Yang perlu diperhatikan bagi seorang guru adalah nilai-nilai yang harus
disampaikan kepada anak didik mereka ketika melakukan sebuah pengalaman
belajar. Berjalan sendiri di tengah dinginnya malam harus disampaikan maksud
dan tujuan dari kegiatan tersebut, berjalan memasuki sebuah kuburan tidak
hilang begitu saja ketika anak-anak selesai mengerjakannya, dan lain
sebagainya.
Nah, pengalaman belajar dan nilai-nilai yang bisa diajarkan kepada anak
didik ini harus dirancang dengan matang. Kalau seorang guru ia harus membuat
RPP, yaitu Rencana Pelaksanaan Pembelajaran. RPP ini diharapkan guru siap dan
menguasai materi yang akan diajarkan kepada anak didik mereka, sehingga ketika
guru ini mengajar ia sudah menyiapkan jurus-jurus cerdasnya dalam menyampaikan
sebuah pengalaman belajar yang menyenangkan.
Laiknya seorang khatib yang berkhutbah, seorang guru harus belajar dan
menguasai materi yang akan disampaikan dengan merancang RPP sebelum pembelajaran di
mulai.
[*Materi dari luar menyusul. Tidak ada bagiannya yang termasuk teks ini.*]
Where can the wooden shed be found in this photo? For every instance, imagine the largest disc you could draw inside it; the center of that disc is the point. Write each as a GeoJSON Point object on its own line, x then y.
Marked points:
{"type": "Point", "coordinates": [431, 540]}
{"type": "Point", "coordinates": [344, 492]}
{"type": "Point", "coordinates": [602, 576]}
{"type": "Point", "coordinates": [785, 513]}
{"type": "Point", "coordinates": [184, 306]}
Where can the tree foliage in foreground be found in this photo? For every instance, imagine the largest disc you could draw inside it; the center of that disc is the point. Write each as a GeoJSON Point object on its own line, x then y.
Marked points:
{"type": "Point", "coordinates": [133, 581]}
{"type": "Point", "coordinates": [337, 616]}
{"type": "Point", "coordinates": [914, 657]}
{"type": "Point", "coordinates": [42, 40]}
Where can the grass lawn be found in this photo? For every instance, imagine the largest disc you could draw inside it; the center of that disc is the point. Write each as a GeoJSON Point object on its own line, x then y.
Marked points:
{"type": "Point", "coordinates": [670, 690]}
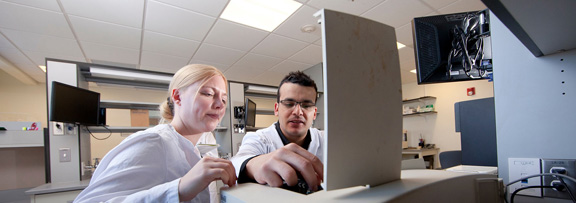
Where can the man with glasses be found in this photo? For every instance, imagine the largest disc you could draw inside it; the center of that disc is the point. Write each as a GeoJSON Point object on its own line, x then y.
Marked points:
{"type": "Point", "coordinates": [288, 153]}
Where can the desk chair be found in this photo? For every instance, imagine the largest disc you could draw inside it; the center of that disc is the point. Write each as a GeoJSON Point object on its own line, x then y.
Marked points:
{"type": "Point", "coordinates": [450, 158]}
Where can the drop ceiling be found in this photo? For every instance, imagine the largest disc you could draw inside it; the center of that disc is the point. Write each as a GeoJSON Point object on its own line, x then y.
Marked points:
{"type": "Point", "coordinates": [164, 35]}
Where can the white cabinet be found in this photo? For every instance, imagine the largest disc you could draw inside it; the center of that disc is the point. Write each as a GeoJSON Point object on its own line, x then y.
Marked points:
{"type": "Point", "coordinates": [419, 106]}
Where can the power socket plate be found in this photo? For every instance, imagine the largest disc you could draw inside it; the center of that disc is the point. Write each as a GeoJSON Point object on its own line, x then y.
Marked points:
{"type": "Point", "coordinates": [569, 165]}
{"type": "Point", "coordinates": [522, 167]}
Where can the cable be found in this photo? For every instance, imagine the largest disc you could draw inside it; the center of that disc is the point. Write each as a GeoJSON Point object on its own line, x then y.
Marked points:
{"type": "Point", "coordinates": [527, 187]}
{"type": "Point", "coordinates": [468, 46]}
{"type": "Point", "coordinates": [542, 174]}
{"type": "Point", "coordinates": [537, 175]}
{"type": "Point", "coordinates": [99, 138]}
{"type": "Point", "coordinates": [567, 188]}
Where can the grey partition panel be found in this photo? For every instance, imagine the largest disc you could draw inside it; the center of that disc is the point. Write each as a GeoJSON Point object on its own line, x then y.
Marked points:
{"type": "Point", "coordinates": [533, 100]}
{"type": "Point", "coordinates": [475, 120]}
{"type": "Point", "coordinates": [363, 109]}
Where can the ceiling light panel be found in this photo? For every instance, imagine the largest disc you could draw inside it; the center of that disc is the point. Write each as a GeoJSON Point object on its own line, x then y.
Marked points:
{"type": "Point", "coordinates": [261, 14]}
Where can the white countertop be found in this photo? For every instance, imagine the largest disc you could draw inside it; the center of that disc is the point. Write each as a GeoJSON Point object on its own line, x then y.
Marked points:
{"type": "Point", "coordinates": [58, 187]}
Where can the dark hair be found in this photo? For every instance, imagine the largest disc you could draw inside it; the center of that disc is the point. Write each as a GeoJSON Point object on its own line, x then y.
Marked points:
{"type": "Point", "coordinates": [299, 78]}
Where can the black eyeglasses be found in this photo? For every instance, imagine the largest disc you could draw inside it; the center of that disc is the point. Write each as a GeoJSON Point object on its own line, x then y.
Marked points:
{"type": "Point", "coordinates": [305, 105]}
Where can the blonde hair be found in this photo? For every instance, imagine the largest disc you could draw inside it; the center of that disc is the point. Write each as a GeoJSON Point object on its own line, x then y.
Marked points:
{"type": "Point", "coordinates": [183, 78]}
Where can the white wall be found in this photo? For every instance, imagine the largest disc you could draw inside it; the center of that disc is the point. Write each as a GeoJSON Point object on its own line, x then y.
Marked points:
{"type": "Point", "coordinates": [439, 129]}
{"type": "Point", "coordinates": [120, 117]}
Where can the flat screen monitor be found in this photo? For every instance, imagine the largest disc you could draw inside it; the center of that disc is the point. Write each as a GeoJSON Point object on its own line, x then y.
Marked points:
{"type": "Point", "coordinates": [452, 47]}
{"type": "Point", "coordinates": [250, 113]}
{"type": "Point", "coordinates": [71, 104]}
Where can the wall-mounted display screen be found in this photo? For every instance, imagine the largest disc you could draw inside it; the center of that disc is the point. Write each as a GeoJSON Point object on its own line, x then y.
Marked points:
{"type": "Point", "coordinates": [250, 113]}
{"type": "Point", "coordinates": [71, 104]}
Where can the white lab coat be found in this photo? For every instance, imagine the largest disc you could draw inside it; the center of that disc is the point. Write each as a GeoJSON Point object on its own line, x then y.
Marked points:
{"type": "Point", "coordinates": [144, 167]}
{"type": "Point", "coordinates": [268, 140]}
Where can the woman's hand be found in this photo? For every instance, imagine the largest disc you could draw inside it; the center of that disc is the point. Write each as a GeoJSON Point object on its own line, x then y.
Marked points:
{"type": "Point", "coordinates": [208, 169]}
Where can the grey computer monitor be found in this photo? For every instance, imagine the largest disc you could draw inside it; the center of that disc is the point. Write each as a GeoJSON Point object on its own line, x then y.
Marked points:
{"type": "Point", "coordinates": [363, 101]}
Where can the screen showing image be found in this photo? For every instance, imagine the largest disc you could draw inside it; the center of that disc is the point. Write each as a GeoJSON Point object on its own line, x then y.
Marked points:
{"type": "Point", "coordinates": [71, 104]}
{"type": "Point", "coordinates": [452, 47]}
{"type": "Point", "coordinates": [250, 113]}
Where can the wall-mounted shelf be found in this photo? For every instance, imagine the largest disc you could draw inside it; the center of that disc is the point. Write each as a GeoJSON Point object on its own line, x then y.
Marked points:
{"type": "Point", "coordinates": [420, 99]}
{"type": "Point", "coordinates": [421, 113]}
{"type": "Point", "coordinates": [100, 129]}
{"type": "Point", "coordinates": [221, 128]}
{"type": "Point", "coordinates": [424, 100]}
{"type": "Point", "coordinates": [15, 138]}
{"type": "Point", "coordinates": [129, 105]}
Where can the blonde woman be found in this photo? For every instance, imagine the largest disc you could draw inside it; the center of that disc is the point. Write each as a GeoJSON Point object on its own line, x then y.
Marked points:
{"type": "Point", "coordinates": [162, 163]}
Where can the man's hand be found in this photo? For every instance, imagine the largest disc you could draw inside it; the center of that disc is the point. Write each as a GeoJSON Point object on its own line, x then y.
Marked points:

RPP inilah yang akan mengarahkan pembelajaran dalam sebuah kelas. Tidak
heran, jika seorang guru yang mengajar tanpa membuat RPP ia bisa kehabisan
materi sebelum jam pelajaran dikelasnya selesai. Akibatnya apa? Sangat banyak
kemungkinan, anak didik menjadi ramai/gaduh, bosan, bahkan mereka bisa adu
fisik sesama teman-temannya. Jika ini terjadi dalam sebuah sekolah, maka nama
baik sekolah jadi taruhannya. Orangtua/wali murid sedikit demi sedikit hilang
kepercayaan kepada guru bahkan sekolah tersebut.
Mari berikanlah sebanyak mungkin pengalaman belajar kepada anak didik
kita agar kelak mereka siap menjadikan pengalaman belajar tersebut menjadi
bekal hidup mereka untuk menentukan sikap dan tanggungjawab mereka sebagai
seorang hamba. Selamat bekerja dan berkarya wahai Para Guru Indonesia. Wallahu
A’lam bishawab.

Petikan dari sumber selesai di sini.